I am trying to scale data from multiple subjects onto the same time-scale. The current data files have 3 months of data for each subject, but the time-stamps for each event for each subject reflect different begin-end dates.
df$ID <- c(1, 1, 1, 1, 1, 2, 2, 2, 2)
df$Time <- c(2:34:00, 2:55:13, 5:23:23, 7:23:04, 9:18:18, 3:22:12, 4:23:02; 5:23:22, 9:30:02)
df$Date <- c(7/13/16, 7/13/16, 7/13/16, 7/14/16, 7/14/16, 1/02/14, 1/02/14, 1/03/14, 1/05/14)
df$widgets <-(4, 6, 9, 18, 3, 3, 7, 9, 12)

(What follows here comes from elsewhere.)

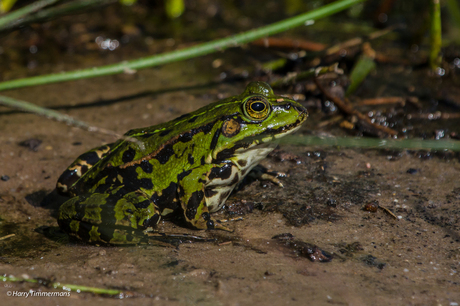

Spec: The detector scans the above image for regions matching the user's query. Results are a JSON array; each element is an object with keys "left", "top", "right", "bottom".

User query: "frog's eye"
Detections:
[{"left": 244, "top": 96, "right": 270, "bottom": 120}]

I want to change the df to have a common time scale so that I have a date index that allows me to keep the same format like below:
df$ScaleDate <- c(1,1,1,2,2,1,1,2,4) #time scale is within-ID
First, for reference, here's the data I used:
df <- data.frame(ID = c(1, 1, 1, 1, 1, 2, 2, 2, 2),
Time = c("2:34:00", "2:55:13", "5:23:23", "7:23:04", "9:18:18", "3:22:12", "4:23:02", "5:23:22", "9:30:02"),
Date = c("7/13/16", "7/13/16", "7/13/16", "7/14/16", "7/14/16", "1/02/14", "1/02/14", "1/03/14", "1/05/14"),
widgets = c(4, 6, 9, 18, 3, 3, 7, 9, 12))
We can use used dplyr
syntax (not mandatory, but looks very legible and simple) with lubridate
functions and perform this operation very simply:
library(dplyr)
library(lubridate)
df %>%
mutate(Date = mdy(Date)) %>%
group_by(ID) %>%
mutate(ScaleDate = as.numeric((Date - Date[1]) + 1))
mdy
converts the values to Date objects. We can then do operations with them. If the dates are equal, it will result in "0 days". Hence, we add 1 and covert it to numeric to get the indexes.